METABOLIC-container

This is the 2nd attempt of containerizing the METABOLIC software for easy deployment, the previous attempt is done by tin6150 can be found here. We used the miniconda3 base image to install the dependencies using conda (Original yml contributed by Dr. Daan Speth), therefore improving the image's long-term maintainability.

Building the container

We recommend our users to use the pre-builds images to save the troubles.

For docker users:

docker pull magicprotoss/metabolic:20260326

For apptainer users:

apptainer build metabolic-4.0.sif docker://magicprotoss/metabolic:20260326

If you still want to do the building on your own, please continue with the following steps

Make sure that docker and apptainer is installed, and you have the right privileges to run them
Clone the repo to your local machine and cd into it
Prep the dbCAN2 and MEROPS database in accordance with the steps in run_to_setup.sh, save them to the current dir (you'll need a working METABOLIC install on your machine to do so).

Build the container

sudo docker build --build-arg GTDBTK_VER=<GTDB_tk_version> -t metabolic-container .
sudo apptainer build metabolic-4.0.sif docker-daemon://metabolic-container:latest

Database versions

The METABOLIC-4.0 software needs the following databases to run

These files are distributed alongside the software on Github, when building the container, the latest versions will be pulled alongside the executables.

METABOLIC_hmm_db (Commits on Mar 31, 2022)
METABOLIC_template_and_database (Commits on Jun 12, 2023)
Motif (Commits on Sep 3, 2021)

These 2 databases are downloaded when running the run_to_setup.sh, since these 2 won't get updated regularly, we've packed them into the container

dbCAN2 (Aug 18, 2021), (btw, currently the link is broken)
MEROPS (Feb 22, 2023)

These 2 databases are extra large, and updated frequently, we recommend the users to download them separately, and bind mount (-B <local_path>:<container_path>) them to the container when running the software

kofam_scan (ftp://ftp.genome.jp/pub/db/kofam) note that you can run the 'hmmpress_kegg_db' convenience script the first time to prep the binary version of the .hmm files to reduce the runtime.
NMDC (国家微生物科学数据中心) mirror: ftp://download.nmdc.cn/Kofam
GTDB The database version should match the GTDB-Tk version, we packed GTDB-tk v2.6.1 into the container, so the database version should be R226 in this instance.
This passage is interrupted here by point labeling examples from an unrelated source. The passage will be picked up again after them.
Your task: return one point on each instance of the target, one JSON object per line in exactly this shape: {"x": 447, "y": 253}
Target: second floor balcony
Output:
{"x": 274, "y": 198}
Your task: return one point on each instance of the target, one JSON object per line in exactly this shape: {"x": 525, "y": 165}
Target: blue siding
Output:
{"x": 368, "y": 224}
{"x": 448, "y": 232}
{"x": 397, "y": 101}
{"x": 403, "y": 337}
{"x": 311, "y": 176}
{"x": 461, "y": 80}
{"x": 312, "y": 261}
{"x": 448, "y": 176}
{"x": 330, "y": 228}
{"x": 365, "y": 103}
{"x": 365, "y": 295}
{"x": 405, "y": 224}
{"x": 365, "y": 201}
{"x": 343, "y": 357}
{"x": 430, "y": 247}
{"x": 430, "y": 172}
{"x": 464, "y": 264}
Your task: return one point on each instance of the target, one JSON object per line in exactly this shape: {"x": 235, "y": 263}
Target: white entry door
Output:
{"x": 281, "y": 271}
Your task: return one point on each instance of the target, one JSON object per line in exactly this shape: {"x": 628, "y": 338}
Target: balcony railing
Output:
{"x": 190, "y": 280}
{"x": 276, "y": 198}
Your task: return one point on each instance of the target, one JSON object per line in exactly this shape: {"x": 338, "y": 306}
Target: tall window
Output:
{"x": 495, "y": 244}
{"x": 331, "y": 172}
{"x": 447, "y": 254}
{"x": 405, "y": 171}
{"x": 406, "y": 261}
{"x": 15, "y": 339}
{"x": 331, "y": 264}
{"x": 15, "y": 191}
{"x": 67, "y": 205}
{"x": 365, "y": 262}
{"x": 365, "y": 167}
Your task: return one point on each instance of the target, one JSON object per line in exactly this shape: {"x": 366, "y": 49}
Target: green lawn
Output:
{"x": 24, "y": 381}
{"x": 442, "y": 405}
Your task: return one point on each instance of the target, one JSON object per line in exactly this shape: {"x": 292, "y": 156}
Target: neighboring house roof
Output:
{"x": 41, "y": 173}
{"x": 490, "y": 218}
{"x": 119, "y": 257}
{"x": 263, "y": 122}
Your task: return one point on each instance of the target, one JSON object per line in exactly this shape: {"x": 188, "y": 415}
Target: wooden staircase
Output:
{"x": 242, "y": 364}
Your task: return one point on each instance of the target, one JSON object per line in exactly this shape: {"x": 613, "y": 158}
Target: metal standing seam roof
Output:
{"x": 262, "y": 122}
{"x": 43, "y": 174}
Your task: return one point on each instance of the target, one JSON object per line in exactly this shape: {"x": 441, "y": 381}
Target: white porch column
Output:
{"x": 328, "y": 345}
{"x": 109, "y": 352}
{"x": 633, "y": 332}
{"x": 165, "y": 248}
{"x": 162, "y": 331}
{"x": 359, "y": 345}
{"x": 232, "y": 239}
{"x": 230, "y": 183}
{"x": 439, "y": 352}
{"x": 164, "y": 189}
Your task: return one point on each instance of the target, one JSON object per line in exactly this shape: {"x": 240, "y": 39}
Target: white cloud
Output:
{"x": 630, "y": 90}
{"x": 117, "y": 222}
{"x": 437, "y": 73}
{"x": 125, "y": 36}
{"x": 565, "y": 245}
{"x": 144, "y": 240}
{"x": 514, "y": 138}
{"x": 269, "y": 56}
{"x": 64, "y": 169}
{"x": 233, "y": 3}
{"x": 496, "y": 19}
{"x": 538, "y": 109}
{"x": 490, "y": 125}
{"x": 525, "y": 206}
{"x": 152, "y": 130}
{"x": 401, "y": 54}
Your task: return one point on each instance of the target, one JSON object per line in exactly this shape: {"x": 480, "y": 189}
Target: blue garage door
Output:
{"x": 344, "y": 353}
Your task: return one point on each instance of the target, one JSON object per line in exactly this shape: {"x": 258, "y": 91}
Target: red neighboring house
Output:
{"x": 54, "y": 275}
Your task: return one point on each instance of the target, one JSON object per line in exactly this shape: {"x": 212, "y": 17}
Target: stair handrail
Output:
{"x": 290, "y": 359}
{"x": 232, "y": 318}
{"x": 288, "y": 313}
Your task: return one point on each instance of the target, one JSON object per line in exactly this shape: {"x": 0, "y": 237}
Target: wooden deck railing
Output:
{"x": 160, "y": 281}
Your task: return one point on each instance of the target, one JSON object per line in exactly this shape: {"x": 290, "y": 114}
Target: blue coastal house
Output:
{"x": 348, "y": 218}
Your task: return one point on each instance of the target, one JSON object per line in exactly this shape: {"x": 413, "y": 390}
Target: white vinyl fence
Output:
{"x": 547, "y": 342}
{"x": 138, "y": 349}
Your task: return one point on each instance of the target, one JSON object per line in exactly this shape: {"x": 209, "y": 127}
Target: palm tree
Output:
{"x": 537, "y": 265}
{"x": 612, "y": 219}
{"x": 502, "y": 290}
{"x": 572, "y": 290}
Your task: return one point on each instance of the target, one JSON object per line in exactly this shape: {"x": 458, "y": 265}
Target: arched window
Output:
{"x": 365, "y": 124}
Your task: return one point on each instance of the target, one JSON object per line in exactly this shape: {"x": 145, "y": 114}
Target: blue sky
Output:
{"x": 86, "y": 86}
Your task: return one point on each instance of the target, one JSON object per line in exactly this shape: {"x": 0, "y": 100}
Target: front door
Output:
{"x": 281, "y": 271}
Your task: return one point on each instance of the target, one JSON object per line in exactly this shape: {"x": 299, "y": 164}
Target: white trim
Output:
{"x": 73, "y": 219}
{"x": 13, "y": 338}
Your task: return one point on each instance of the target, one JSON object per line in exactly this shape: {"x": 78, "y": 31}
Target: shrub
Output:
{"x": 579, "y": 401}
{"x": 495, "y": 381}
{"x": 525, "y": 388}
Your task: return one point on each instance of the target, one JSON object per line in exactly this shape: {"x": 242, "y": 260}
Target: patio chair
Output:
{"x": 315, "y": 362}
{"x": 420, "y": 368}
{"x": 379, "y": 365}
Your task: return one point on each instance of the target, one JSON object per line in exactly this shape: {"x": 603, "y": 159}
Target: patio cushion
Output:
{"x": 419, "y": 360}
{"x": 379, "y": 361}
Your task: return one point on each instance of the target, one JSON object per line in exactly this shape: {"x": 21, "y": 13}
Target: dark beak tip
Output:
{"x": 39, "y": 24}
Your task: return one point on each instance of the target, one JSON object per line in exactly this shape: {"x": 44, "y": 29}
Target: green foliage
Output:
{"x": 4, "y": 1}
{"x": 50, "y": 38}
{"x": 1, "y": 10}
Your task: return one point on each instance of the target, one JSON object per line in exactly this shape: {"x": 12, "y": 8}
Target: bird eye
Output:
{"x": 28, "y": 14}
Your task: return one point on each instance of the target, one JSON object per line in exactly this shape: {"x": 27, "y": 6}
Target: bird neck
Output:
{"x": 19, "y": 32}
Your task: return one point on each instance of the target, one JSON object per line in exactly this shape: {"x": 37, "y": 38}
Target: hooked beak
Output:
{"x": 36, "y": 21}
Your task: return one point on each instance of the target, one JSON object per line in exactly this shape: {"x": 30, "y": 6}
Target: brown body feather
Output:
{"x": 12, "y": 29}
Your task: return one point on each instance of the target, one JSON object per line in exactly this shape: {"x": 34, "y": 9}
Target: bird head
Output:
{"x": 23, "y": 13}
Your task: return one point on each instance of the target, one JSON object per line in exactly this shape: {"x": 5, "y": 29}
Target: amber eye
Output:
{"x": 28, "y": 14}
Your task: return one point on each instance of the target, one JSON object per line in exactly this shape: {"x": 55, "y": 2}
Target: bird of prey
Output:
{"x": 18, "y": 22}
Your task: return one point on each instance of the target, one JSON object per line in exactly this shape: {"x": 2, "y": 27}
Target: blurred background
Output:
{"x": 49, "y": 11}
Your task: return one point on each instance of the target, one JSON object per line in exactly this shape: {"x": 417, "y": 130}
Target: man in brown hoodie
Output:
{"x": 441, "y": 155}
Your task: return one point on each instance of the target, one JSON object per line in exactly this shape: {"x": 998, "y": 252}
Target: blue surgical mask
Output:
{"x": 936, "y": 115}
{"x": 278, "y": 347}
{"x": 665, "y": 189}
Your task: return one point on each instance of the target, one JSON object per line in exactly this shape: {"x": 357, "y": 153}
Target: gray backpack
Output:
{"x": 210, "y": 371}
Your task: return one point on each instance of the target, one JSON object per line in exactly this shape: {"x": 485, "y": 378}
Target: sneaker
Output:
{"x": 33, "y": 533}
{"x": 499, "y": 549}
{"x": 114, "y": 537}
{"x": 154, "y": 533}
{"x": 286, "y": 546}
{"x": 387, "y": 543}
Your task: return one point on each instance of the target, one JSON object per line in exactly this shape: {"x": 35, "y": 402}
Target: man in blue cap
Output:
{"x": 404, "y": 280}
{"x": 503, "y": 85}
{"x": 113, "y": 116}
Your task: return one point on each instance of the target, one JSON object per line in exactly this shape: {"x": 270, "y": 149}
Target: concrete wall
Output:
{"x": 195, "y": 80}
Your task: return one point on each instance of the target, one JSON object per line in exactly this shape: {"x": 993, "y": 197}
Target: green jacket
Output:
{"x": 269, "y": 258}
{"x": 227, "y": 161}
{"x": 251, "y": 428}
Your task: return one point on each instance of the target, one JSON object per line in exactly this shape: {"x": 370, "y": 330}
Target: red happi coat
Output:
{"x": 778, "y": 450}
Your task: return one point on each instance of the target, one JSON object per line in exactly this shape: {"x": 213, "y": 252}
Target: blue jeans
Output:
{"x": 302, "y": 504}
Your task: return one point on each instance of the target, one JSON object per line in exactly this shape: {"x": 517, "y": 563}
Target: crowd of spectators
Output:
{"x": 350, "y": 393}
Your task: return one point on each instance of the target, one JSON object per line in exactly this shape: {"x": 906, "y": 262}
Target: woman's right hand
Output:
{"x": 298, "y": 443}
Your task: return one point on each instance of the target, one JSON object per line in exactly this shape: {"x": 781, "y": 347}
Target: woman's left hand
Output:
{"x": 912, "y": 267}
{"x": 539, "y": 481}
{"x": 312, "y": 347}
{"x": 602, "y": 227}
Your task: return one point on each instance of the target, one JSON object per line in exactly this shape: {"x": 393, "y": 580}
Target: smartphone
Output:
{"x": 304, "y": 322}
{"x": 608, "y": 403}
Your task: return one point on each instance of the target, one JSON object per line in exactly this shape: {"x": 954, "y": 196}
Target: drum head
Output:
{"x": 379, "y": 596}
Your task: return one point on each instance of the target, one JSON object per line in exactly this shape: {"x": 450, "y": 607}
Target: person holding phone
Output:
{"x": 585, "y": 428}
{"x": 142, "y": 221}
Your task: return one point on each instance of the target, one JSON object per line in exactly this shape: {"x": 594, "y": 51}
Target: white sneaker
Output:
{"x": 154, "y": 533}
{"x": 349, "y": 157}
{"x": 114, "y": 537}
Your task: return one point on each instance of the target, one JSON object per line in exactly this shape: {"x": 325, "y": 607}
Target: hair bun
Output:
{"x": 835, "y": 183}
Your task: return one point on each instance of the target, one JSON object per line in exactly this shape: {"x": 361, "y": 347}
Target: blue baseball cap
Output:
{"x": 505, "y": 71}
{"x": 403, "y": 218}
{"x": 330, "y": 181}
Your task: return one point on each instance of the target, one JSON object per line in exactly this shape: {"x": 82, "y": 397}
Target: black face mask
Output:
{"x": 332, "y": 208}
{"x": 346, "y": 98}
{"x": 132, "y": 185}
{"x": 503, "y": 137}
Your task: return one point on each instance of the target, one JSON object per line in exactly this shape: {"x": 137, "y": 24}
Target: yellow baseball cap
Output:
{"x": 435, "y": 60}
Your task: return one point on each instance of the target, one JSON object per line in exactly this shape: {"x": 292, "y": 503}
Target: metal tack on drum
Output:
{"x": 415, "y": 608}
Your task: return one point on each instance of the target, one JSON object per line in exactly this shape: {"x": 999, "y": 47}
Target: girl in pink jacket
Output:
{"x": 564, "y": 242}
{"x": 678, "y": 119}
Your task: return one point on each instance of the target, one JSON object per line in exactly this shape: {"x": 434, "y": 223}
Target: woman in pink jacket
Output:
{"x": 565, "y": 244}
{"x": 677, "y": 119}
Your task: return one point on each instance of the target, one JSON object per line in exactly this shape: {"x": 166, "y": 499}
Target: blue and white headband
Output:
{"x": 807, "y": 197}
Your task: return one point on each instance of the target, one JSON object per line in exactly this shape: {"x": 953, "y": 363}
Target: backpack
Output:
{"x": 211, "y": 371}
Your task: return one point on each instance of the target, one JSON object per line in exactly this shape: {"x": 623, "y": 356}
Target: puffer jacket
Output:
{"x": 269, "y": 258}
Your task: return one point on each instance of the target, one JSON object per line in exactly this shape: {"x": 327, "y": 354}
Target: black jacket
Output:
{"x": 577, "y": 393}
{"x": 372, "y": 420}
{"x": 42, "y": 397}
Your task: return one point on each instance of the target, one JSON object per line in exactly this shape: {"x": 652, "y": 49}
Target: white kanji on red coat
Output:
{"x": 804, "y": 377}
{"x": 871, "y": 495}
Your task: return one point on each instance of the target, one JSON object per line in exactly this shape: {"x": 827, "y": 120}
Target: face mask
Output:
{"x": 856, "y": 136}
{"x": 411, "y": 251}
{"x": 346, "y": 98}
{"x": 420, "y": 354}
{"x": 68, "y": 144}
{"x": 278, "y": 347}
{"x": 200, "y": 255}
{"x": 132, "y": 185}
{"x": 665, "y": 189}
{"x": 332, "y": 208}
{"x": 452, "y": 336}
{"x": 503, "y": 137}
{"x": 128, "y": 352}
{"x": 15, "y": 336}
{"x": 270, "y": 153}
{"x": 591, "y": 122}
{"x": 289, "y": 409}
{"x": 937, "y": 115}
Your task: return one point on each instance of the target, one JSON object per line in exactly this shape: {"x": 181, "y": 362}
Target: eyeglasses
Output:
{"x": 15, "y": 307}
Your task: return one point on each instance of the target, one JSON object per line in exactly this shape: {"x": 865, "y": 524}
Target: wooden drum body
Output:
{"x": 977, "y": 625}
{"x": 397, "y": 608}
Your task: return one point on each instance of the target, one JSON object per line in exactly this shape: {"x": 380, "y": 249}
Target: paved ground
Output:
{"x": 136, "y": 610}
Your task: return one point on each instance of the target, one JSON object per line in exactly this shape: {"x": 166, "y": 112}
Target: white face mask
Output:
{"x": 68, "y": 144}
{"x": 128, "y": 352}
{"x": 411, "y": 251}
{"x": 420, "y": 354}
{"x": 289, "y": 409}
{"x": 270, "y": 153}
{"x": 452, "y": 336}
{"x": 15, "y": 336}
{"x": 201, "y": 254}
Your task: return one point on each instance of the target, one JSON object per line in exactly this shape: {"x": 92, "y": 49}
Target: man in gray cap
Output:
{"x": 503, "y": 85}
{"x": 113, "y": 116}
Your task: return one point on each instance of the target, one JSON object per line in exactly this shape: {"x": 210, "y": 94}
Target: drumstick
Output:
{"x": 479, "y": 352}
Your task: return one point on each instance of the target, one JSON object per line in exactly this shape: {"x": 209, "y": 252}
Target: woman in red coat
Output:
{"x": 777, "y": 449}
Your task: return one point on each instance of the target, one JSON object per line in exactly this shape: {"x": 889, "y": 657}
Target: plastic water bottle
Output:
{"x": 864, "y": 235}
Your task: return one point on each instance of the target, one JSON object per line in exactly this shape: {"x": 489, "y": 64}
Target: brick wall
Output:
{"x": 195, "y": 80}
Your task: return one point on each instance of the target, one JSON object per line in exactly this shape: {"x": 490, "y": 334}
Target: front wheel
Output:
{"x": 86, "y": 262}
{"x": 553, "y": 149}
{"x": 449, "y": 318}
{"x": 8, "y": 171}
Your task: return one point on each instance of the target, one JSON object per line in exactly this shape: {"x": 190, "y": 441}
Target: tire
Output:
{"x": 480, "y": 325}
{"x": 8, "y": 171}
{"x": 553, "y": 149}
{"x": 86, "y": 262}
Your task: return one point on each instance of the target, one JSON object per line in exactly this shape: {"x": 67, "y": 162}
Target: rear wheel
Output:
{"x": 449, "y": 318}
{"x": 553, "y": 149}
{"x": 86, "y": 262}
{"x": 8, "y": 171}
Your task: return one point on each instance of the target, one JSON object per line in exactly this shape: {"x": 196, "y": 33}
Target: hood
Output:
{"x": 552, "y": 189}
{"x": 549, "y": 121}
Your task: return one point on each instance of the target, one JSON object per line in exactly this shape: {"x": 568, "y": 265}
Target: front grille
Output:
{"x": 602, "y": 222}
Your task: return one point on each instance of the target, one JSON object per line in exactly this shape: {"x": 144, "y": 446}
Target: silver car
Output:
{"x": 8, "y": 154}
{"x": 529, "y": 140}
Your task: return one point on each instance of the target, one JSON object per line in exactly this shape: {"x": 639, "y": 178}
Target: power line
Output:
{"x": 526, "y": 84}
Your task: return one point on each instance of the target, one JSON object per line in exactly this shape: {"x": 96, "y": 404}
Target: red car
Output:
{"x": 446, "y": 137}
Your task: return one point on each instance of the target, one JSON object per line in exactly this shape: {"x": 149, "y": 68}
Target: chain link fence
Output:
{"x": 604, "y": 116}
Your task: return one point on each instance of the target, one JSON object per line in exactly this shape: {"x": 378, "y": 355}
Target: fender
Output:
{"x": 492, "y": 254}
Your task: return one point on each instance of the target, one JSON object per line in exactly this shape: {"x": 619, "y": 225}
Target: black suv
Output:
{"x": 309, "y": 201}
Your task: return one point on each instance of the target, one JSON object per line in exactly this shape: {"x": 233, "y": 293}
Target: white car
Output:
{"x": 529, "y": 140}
For full reference, please check the GTDB-tk docs.
NMDC (国家微生物科学数据中心) Mirror: ftp://download.nmdc.cn/tools/meta/gtdb

To download from ftp sites using your PC, you need a ftp client like FileZilla.

Usage

We recommend using apptainer, to test whether the container works, run the command down below (note that this will produce a METABOLIC_out folder in your current directory):

# METABOLIC-G
apptainer exec \
    -e \
    -B <path_to_gtdbtk_databse>:/metabolic_dbs/gtdbtk \
    -B <path_to_kofam_scan_database>:/metabolic_dbs/kofam_scan \
    -B <path_to_METABOLIC_test_files>:/opt/METABOLIC/METABOLIC_test_files \
    <path_to_metabolic-4.0.sif> \
    METABOLIC-G.pl -test true
# METABOLIC-C
apptainer exec \
    -e \
    -B <path_to_gtdbtk_databse>:/metabolic_dbs/gtdbtk \
    -B <path_to_kofam_scan_database>:/metabolic_dbs/kofam_scan \
    -B <path_to_METABOLIC_test_files>:/opt/METABOLIC/METABOLIC_test_files \
    <path_to_metabolic-4.0.sif> \
    METABOLIC-C.pl -test true

The METABOLIC software has 3 main scripts:

METABOLIC-G.pl for genome wide profiling (TLDR: everything except relative abundance)
METABOLIC-C.pl for community wide profiling (TLDR: everything above + relative abundance)
METABOLIC-C.2nd_run.pl for running 2 repeatedly (TLDR: You want per-sample MW-scores to plot an error bar)

The detailed usage can be found on the author's wiki

Now lets explain what else needs to be done when you're running it inside a container:

apptainer exec \
    -e \
    -B <path_to_gtdbtk_databse>:/metabolic_dbs/gtdbtk \
    -B <path_to_kofam_scan_database>:/metabolic_dbs/kofam_scan \
    <path_to_metabolic-4.0.sif> \
    METABOLIC-*.pl <OPTIONS>

The -e flag tells your host to not map additional environment vaivables inside the container. For example, if you have a different version of R installed on the host and the R_LIBS_USER and the R_LIBS_SITE got mixed into the container, the plotting scripts might break.

The -B flag maps the folders into the containers, in this example the first line maps the GTDB R226 database, the second line maps the kofam_scan database, and the third line maps your data folder. Apptainer also binds your current dir into the container (please also bear in mind that apptainer does not support soft links, you need to cd to the real path beforehand, otherwise your $HOME path will be bind to the working dir instead), so no need to change the fps in the Reads_pairs.txt file. For docker users however, the default working dir is /data inside the container, you should use '/data/your_fastq_folder/your.fastq' in Reads_pairs.txt instead of the path on the host system ('<path_to_your_data>/your_fastq_folder/your.fastq').

Then you put the path to the metabolic-4.0.sif after the flags, after which you can put in your metabolic commands like in the tutorials.

Note that path to the output folder also appear inside the container, for simplicity you can just use relative file path (i.e. METABOLIC_out), this will create it in (docker: the <path_to_your_data> folder); (apptainer: the current dir) and move it afterwards.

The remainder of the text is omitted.